The real lesson of justice for us doesn't really have as much to do with curing disease, or with the eradication of a particular disability, as it does with God's telling us that we shouldn't let those things matter when it comes to accepting all people as human beings on equal footing with ourselves and everyone else. In the same way that we are not to show partiality to the rich over the poor, we also are not to show partiality based on disease and disability—or anything else that society uses to set people apart. The true healing, the cure, takes place in our own hearts when we reach out to embrace those who are different and accept them as equal human beings to ourselves.

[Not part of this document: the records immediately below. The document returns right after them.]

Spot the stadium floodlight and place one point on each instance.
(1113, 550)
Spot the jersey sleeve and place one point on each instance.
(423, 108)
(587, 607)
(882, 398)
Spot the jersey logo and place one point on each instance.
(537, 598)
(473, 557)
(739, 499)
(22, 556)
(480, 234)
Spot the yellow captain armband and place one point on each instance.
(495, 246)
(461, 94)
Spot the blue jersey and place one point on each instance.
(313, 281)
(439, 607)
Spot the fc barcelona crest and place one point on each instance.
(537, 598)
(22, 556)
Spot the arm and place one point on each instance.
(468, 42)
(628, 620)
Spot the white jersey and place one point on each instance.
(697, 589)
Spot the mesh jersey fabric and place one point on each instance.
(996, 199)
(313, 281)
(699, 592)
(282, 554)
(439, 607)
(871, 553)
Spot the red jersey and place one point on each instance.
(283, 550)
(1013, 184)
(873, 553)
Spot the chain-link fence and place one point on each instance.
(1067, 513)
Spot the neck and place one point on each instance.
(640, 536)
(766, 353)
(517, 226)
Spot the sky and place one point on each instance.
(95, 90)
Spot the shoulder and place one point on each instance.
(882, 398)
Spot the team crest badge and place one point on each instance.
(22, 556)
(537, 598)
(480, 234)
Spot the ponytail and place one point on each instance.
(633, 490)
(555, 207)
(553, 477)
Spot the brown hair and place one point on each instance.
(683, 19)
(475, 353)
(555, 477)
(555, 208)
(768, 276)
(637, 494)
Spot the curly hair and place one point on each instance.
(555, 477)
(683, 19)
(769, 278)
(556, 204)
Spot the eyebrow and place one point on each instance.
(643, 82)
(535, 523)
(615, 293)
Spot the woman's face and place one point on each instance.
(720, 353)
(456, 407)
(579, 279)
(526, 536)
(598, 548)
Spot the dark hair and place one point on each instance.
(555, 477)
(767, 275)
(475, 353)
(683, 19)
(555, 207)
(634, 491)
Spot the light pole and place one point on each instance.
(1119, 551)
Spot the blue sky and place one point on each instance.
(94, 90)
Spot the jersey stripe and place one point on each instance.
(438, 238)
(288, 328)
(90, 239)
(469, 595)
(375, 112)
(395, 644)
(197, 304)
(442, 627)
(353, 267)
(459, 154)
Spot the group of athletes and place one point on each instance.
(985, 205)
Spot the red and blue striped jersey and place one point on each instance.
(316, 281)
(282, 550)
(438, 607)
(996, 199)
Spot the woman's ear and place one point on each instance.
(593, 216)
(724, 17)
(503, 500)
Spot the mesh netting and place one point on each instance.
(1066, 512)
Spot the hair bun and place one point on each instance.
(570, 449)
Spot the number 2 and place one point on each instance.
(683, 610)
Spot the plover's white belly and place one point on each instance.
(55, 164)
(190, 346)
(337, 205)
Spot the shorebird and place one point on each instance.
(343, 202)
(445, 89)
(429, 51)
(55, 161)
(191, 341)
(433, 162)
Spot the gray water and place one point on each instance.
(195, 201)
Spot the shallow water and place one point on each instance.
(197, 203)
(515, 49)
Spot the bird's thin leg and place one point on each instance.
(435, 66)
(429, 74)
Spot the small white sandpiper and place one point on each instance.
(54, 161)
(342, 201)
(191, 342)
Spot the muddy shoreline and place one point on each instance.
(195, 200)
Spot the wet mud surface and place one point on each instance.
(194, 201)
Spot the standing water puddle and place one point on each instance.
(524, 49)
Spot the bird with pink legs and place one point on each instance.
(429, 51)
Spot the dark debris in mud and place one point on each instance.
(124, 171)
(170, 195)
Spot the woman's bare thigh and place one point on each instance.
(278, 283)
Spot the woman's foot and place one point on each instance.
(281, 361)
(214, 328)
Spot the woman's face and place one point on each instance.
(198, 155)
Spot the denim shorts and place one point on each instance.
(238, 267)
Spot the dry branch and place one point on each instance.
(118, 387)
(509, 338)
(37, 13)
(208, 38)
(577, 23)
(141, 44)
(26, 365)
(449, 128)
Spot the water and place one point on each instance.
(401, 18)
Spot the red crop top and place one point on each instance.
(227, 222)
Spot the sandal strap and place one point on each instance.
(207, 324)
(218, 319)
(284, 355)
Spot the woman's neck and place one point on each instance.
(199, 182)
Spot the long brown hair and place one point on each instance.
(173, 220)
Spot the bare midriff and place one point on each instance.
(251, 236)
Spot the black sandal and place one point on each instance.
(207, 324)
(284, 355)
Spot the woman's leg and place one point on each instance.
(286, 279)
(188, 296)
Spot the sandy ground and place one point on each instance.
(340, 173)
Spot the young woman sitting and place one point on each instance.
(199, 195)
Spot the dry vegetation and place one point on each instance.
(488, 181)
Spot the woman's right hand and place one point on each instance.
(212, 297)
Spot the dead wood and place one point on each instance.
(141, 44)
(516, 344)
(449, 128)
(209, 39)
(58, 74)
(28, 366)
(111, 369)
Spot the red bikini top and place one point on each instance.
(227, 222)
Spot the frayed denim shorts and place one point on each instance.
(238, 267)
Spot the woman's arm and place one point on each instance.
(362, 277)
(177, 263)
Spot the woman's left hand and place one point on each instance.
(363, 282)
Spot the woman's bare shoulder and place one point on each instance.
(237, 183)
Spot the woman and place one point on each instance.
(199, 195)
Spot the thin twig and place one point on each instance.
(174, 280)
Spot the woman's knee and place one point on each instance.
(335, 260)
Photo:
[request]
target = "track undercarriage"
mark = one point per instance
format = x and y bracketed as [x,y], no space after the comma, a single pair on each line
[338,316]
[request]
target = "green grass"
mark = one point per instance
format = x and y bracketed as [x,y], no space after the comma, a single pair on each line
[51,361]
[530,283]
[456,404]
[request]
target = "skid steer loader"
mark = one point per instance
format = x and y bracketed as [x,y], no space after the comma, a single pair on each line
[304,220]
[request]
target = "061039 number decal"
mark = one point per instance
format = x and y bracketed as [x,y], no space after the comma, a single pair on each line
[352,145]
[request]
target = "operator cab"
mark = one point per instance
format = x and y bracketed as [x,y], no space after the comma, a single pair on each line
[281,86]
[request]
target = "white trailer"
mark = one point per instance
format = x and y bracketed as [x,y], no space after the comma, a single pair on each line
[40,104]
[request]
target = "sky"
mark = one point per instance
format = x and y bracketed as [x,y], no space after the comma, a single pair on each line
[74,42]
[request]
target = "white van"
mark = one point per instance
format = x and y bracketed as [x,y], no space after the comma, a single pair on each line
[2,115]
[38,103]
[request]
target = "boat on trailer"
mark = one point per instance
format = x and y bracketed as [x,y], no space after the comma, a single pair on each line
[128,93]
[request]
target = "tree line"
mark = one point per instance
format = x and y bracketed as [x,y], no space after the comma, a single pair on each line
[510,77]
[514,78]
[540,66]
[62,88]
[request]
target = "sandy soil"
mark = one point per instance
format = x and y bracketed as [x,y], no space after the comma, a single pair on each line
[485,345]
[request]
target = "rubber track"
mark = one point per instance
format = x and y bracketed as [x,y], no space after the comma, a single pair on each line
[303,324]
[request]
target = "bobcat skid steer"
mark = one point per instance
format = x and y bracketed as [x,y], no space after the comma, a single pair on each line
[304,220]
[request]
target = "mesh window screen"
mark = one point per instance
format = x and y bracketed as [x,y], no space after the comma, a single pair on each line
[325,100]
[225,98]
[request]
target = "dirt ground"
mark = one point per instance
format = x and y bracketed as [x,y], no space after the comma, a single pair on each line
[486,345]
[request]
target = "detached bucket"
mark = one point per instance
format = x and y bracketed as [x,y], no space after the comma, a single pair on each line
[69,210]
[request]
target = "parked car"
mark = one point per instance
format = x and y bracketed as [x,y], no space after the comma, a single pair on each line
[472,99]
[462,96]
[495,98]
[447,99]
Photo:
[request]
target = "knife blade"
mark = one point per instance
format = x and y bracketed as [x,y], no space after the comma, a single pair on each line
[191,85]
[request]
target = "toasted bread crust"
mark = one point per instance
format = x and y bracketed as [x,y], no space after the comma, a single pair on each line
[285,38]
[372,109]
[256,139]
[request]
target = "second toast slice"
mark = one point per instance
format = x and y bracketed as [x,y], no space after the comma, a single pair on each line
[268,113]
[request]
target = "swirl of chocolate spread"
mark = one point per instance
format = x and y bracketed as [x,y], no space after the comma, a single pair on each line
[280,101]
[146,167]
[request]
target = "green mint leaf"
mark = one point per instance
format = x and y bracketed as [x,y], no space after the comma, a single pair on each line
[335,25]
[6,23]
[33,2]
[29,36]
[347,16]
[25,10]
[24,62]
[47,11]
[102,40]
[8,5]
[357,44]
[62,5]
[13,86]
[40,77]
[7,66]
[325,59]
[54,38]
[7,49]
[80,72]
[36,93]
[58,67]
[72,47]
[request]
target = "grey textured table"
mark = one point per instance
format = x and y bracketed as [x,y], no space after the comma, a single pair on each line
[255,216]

The Gospel story reveals to us where the source of justice lies. In the story the people bring a man to Jesus who can't hear or speak. They beg Jesus to heal the man—to take his differences away—but how is he so different from those who bring him? Jesus puts his finger in the fellow's ear then touches his tongue with a little spit and then everyone is able to see that the man they brought for healing is really not a bit different from anyone else. Where did the greater healing occur? In the deaf man or in those who brought him to be healed? Establishing God's justice on earth does not mean doing away with all diseases and disabilities, all differences, so that we have nothing to be prejudiced against, it means eliminating the prejudice itself so that we truly can love one another.
The passage from Isaiah today concludes with a description of a parched, arid land that suddenly bursts forth with streams, rivers, pools and springs of water. It is a metaphor that we can easily relate to here in our drought stricken central Texas. With every passing shower—no matter how small—we give thanks and see the goodness of God. Justice is like relief from a long drought. It takes the heart of the human race, long dry from the absence of communion with God, and saturates it with the living water of Jesus who makes God available to our world and who levels the field for all humanity regardless of seeming inequalities that we have perpetuated.